In the 18th century, landowners generally benefitted from the productive work of others through their monopoly of land ownership. This greatly frustrated Adam Smith, who in the Wealth of Nations complained that landowners were a major barrier to capital accumulation and wealth creation. Indeed, the issue of free riding was so pervasive that King James VII of Scotland, when he was the resident royal commissioner of Holyrood a hundred years earlier, awarded the city a grant. The grant stated that when Edinburgh should have occasion to enlarge the city by including the building of bridges, the proprietors of lands benefitting from the enlargement are obliged to part with the land on reasonable terms.
In essence, instead of having to buy the land at £4 million a hectare to build houses, they were able to acquire it at levels much closer to £18,000 per hectare. This issue lies at the core of the housing crisis across the country today. Britain needs to invest in infrastructure to open up new areas of land for housing to increase supply. This investment generally needs to be financed by government, but it is expensive. In most other European and Asian countries, the uplift in land values is captured by the local municipality to finance the infrastructure. But things are different in England and Scotland where it is the landowner who benefits instead.
But we as a society must ask ourselves whether it is right to continue to reward landowners for doing nothing, while foregoing the precious funds the country needs to finance infrastructure to enable families to live somewhere called home? Research by the Centre for Progressive Capitalism shows that over the next 20 years a handful of landowners and investors will make more than £8.5bn in windfall profits just by owning land in the Edinburgh City Region. These massive windfall profits of course have a downside. Shelter estimates in Scotland alone there are over 10,000 households in temporary accommodation including over 5000 children. Furthermore, homeless applications are over 34,000.
But the housing crisis is increasingly impacting households with good jobs too. It would take a household earning £36,000 nine years saving 10% of their net income for a 20% deposit on an average one-bedroom flat in Edinburgh.
Both Scotland and England are currently going through policy consultations in an attempt to try and resolve this issue. The English housing white paper referenced that it is looking at land value capture as a way to finance infrastructure to open up new areas of land for housing. The Scottish government is also focused on how infrastructure might be financed to open up land for housing.
But neither administration has yet demonstrated it is willing to tackle the underlying issue which is that the Land Compensation Acts (1961 in England and 1963 in Scotland) require landowners to be compensated for land as though it had planning permission. This impacts the land market and ensures that landowners pocket most of the increase. However, both Acts can easily be amended so that no account of any prospective planning permission in land designated by a city region for infrastructure including housing is taken into account.

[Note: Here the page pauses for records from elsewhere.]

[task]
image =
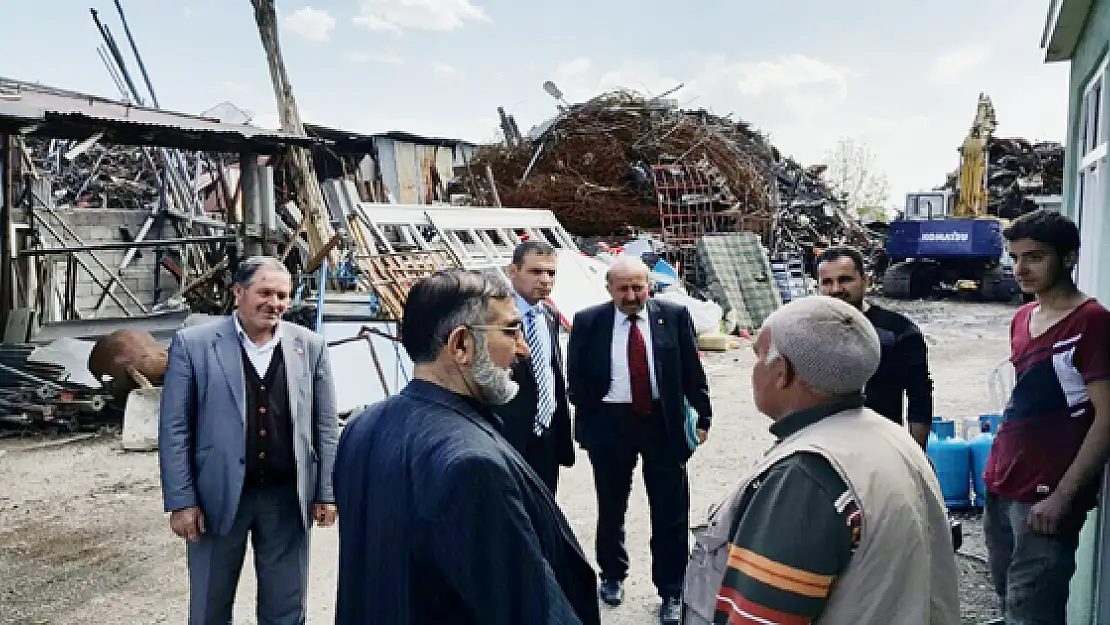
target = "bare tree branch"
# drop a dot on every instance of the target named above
(853, 171)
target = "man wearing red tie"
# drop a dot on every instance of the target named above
(633, 369)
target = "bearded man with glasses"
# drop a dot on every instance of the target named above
(444, 522)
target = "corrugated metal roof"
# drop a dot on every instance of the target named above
(342, 137)
(56, 110)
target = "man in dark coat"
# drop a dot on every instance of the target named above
(443, 521)
(537, 420)
(639, 390)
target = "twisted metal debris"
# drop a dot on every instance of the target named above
(592, 168)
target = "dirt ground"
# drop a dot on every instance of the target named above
(83, 537)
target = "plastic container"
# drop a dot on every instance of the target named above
(980, 451)
(951, 460)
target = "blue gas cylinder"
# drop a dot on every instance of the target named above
(980, 450)
(951, 460)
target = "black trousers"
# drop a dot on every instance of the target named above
(667, 495)
(542, 455)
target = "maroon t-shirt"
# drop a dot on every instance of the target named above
(1049, 412)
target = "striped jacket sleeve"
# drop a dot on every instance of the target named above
(796, 535)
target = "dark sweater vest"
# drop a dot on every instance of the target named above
(270, 457)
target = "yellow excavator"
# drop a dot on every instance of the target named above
(952, 240)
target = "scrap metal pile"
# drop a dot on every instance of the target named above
(101, 175)
(1017, 171)
(592, 167)
(37, 392)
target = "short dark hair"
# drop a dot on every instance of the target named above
(248, 268)
(844, 252)
(1049, 228)
(542, 248)
(442, 302)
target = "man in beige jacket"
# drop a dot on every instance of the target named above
(843, 521)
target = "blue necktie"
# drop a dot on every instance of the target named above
(545, 399)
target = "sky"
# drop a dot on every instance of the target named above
(901, 78)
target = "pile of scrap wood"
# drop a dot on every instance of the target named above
(592, 167)
(1017, 171)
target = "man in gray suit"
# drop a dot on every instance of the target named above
(246, 444)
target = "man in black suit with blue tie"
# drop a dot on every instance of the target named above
(537, 420)
(633, 369)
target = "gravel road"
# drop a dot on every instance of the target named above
(83, 538)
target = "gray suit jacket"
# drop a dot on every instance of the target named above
(202, 440)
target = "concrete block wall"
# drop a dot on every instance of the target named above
(102, 225)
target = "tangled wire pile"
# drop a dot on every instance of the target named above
(594, 165)
(1019, 169)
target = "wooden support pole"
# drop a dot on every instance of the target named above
(303, 174)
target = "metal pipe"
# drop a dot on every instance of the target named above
(6, 210)
(29, 377)
(127, 244)
(114, 276)
(110, 41)
(134, 49)
(80, 262)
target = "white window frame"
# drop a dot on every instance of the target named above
(1091, 169)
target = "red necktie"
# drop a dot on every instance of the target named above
(638, 372)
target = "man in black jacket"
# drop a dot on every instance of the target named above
(443, 520)
(537, 420)
(633, 368)
(904, 368)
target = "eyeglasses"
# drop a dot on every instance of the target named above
(511, 331)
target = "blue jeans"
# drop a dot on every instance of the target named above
(1031, 572)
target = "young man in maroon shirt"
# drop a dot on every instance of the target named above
(1046, 465)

One of the last politicians to attempt to change this was Winston Churchill, who following Adam Smith, argued that it was unjust for landowners to pocket what was essentially unearned income. Both the Westminster and Holyrood Parliaments need to debate this issue and come to a conclusion whether it is right that landowners should continue to pocket such large sums of money for doing nothing. Our failure to learn from Adam Smith and Winston Churchill will only mean that the housing crisis will get worse.